To drive the talent transformation across the enterprise, the Cloud Center of Excellence once again provided the tip of the spear for accelerating cloud adoption. A key challenge to cloud fluency is teaching the company-specific usage patterns, or -”isms”, that govern migrations, controls, and compliance.
ism /’izəm/ noun informal plural noun: isms; a distinctive doctrine, theory, system, or practice
As company-specific practices evolve over the course of the journey, it’s vital the education efforts are directly connected to the cloud engineering efforts. It’s one thing to learn the about native AWS services, it’s another to learn how to effectively apply the AWS services within your environment.
Achieving Critical Mass of Cloud Fluency
Year 3; steady state
The talent transformation efforts evolved from a side-of-the-desk self-serving effort designed to reclaim sleep, to a full-time role as Dean of Cloud Engineering.

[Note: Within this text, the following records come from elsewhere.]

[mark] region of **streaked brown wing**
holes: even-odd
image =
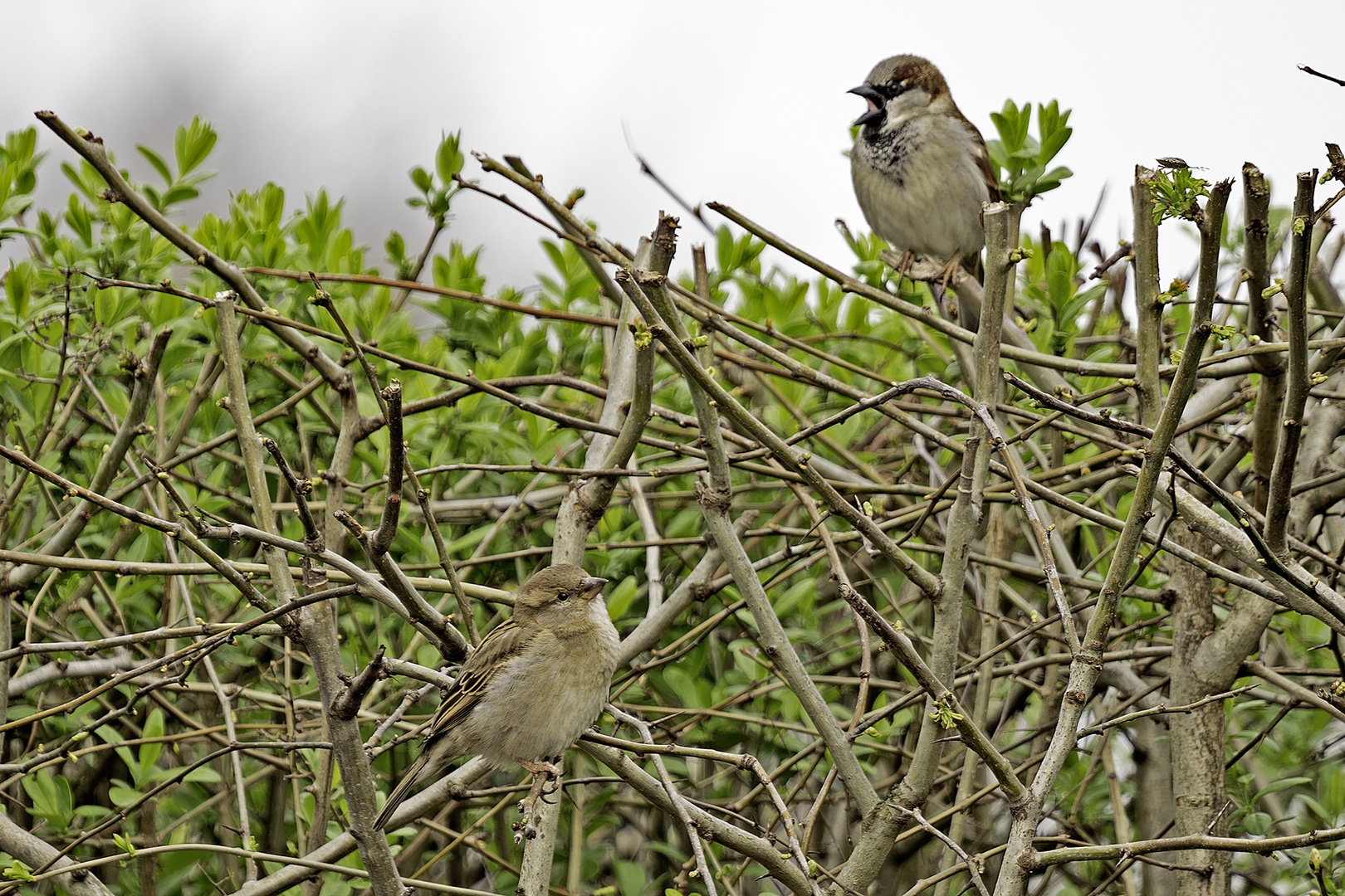
[[[482,695],[486,693],[500,666],[519,653],[530,637],[512,619],[491,629],[476,652],[463,664],[457,678],[453,680],[453,686],[444,696],[444,701],[438,704],[438,712],[434,713],[429,733],[425,736],[426,747],[429,742],[451,731],[467,717],[472,707],[480,703]]]

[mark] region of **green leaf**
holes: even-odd
[[[215,148],[215,129],[210,126],[208,121],[202,121],[199,117],[192,118],[186,128],[178,125],[172,141],[174,156],[178,160],[178,176],[186,176],[206,161],[210,150]]]
[[[465,159],[457,148],[461,134],[463,132],[460,130],[444,134],[444,138],[438,142],[438,152],[434,153],[434,168],[438,171],[438,179],[445,185],[453,183],[453,175],[463,171]]]
[[[164,179],[164,183],[171,185],[172,172],[168,171],[168,163],[163,160],[163,156],[144,144],[136,144],[136,149],[139,149],[140,154],[145,157],[145,161],[148,161],[153,169],[159,172],[159,176]]]

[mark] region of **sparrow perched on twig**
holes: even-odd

After creating an internal cloud college and pivoting the curriculum to focus on outcomes, the program attracted executive support and advocacy. The college now has thousands of engineers enrolled and has enabled several hundred AWS Certifications.
A key takeaway was how the rigor of the AWS Certifications are invaluable to establishing cloud fluency. The common knowledge base ensures that engineers are sharing a consistent understanding of cloud computing.
As more individuals became cloud fluent, teams began leveraging standard approaches and patterns— which results in more efficiency and higher quality implementations. For the associates, the AWS Certification also offers a tremendous amount of motivation given their value in the marketplace.
During a recent visit, Werner Vogels offered another clear value proposition for organizations that achieve critical mass of cloud fluency — “you have to be a digital native company if you want to attract digital natives”.
The large number of AWS Certifications enabled by the cloud college reflects an understanding that talent plays a central role in the transition to cloud — but the number of certifications can be considered somewhat of a vanity metric.
Ultimately, the training and education is a means to outcomes that define the business case for cloud migrations.
“Remember, outcomes are what matter — not the process, not controls, or, for that matter, what work you complete.”— Gene Kim, The Phoenix Project
Enterprises should be birddogging their outcome metrics — such as the speed at which an organization is migrating to the cloud, and tracking how well-managed, controlled, compliant, and cost-efficient applications are in the cloud.
The success of cloud adoption and migrations comes down to your people — and the investments you make in a talent transformation program. Until you focus on the #1 bottleneck to the flow of cloud adoption, improvements made anywhere else are an illusion.